As this aquarium already had a small resident population of various catfish species, a pair of lemon barb and a fully grown pair of red parrot cichlids there was no chance of silicone sealing items of décor, mainly large plastic plants (real plants become a snack item) and pieces of mopani wood, to the glass base and this would end-up causing me much work as almost everyday the two pacu, whether through intent or by accident, would uproot as much of these decorations as they could. For fun they loved the opportunity to splash water out of the aquarium, so regular water top-ups were always needed so as not to expose heating equipment, minimum water level safety marks etc.
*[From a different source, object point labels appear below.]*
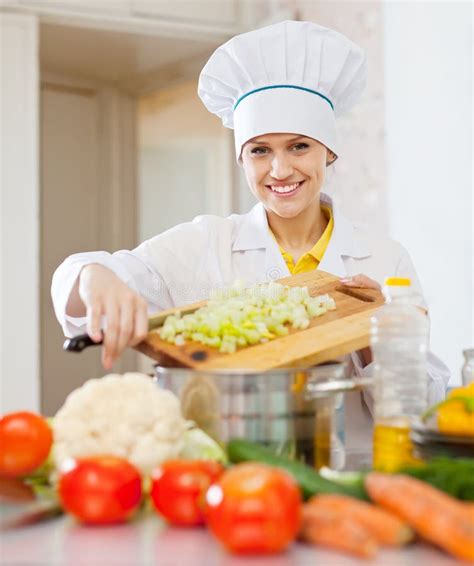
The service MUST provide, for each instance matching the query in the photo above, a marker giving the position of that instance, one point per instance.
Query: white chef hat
(290, 77)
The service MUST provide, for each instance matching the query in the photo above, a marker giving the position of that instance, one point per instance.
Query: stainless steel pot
(290, 409)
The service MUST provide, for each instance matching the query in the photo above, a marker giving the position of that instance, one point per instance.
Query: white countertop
(148, 541)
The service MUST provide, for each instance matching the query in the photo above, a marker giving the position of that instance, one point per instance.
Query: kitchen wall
(429, 127)
(406, 164)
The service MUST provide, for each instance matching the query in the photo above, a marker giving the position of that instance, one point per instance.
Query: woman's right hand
(126, 317)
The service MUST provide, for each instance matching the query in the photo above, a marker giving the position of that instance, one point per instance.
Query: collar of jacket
(253, 233)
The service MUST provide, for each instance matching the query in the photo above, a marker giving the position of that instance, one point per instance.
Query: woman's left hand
(362, 281)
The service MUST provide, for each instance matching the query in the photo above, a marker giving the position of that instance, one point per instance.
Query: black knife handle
(79, 343)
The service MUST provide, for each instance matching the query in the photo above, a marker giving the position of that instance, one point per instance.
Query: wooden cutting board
(328, 336)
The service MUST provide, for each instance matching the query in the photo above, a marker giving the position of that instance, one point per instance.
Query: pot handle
(79, 343)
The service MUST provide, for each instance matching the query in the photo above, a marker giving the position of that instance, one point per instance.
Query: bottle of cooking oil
(399, 341)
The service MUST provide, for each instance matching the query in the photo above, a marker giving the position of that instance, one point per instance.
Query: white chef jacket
(181, 266)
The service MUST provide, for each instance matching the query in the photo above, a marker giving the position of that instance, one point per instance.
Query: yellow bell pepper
(455, 415)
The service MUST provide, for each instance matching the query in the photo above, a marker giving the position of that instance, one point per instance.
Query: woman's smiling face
(285, 171)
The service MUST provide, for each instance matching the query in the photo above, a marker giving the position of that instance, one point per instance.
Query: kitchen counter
(148, 541)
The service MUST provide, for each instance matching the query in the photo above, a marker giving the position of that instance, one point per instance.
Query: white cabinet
(213, 18)
(203, 11)
(82, 7)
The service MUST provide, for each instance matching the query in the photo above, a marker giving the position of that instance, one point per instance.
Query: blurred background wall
(104, 143)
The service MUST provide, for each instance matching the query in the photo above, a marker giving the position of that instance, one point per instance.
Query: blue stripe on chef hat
(292, 77)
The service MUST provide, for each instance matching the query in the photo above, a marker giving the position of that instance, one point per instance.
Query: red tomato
(25, 441)
(179, 487)
(100, 489)
(254, 508)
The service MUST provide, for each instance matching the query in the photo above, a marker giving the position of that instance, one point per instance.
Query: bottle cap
(397, 281)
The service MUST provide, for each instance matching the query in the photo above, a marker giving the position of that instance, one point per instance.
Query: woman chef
(280, 88)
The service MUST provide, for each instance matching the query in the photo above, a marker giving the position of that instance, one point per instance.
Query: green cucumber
(310, 482)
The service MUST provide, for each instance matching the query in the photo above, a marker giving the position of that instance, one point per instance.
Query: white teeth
(286, 189)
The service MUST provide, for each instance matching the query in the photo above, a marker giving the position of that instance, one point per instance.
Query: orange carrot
(384, 526)
(332, 529)
(436, 516)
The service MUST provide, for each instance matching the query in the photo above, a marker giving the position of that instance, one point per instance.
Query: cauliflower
(127, 416)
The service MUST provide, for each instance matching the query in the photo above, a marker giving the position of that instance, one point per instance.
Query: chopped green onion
(236, 317)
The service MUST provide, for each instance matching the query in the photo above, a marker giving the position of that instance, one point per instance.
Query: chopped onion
(237, 317)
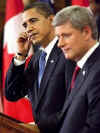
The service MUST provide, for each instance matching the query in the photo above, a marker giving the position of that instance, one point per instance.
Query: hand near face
(24, 43)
The pH of the aquarium was 7 and the temperature was maintained at 26C. It became very important that the aquarium had a strong flow of air, as although nature has given the pacu a ‘safety valve’, in that the lower lip swells and forms a tunnel directing well oxygenated surface water over the gills, every time the air tubes became slightly blocked the two pacu would panic until this problem was solved. When pacu do panic the sight can be more frightening than the outcome. On the rare occasions when one or both went into shock I just left them alone and they quickly recovered.
At this point we must remember that there are known cases where pacu have taken their panic to the extreme, and have thus come flying through aquarium glass. Although their large weight and size makes it difficult for them to jump clear of an aquarium this action is not beyond their scope.
During the 3 years that the two pacu lived in this aquarium they never attempted to harm any of their companions. However there was no brotherly love between two of them and bouts of feuding, usually starting at feeding times, would suddenly start for no apparent reason. Thankfully this trouble was never bad enough to think of having to separate them although it did often lead to torn fins and abrasions but, remarkably, any damage quickly healed. Perhaps these fish are best kept in aquaria as a solitary specimen?
Jackie Goulder at Flamingo Land Zoo in North Yorkshire tells me that as pacu mature their aggressive nature increases and that they reach a stage were any new aquarium companions are not tolerated.
For more information on the aquarium care for and what is known of the breeding habits of the pacu species I refer visitors to my article in the October/November 2014 issue of the U.K. aquatic magazine ‘Tropical World’.
I have to say that I did enjoy the company of the two pacu, watching them grow and change body colours is the real delight of keeping them, and I missed them after they left my fish house, but in all honesty would never keep these particular fish again. Should your aim of reading this article be in preparation towards keeping pacus please think extremely carefully before taking on such a responsibility, as much patience and more than a little luck is needed in order to cater for the needs of these particular fish, and as we saw at the beginning of our article, so many end up disposed of in ways they do not deserve.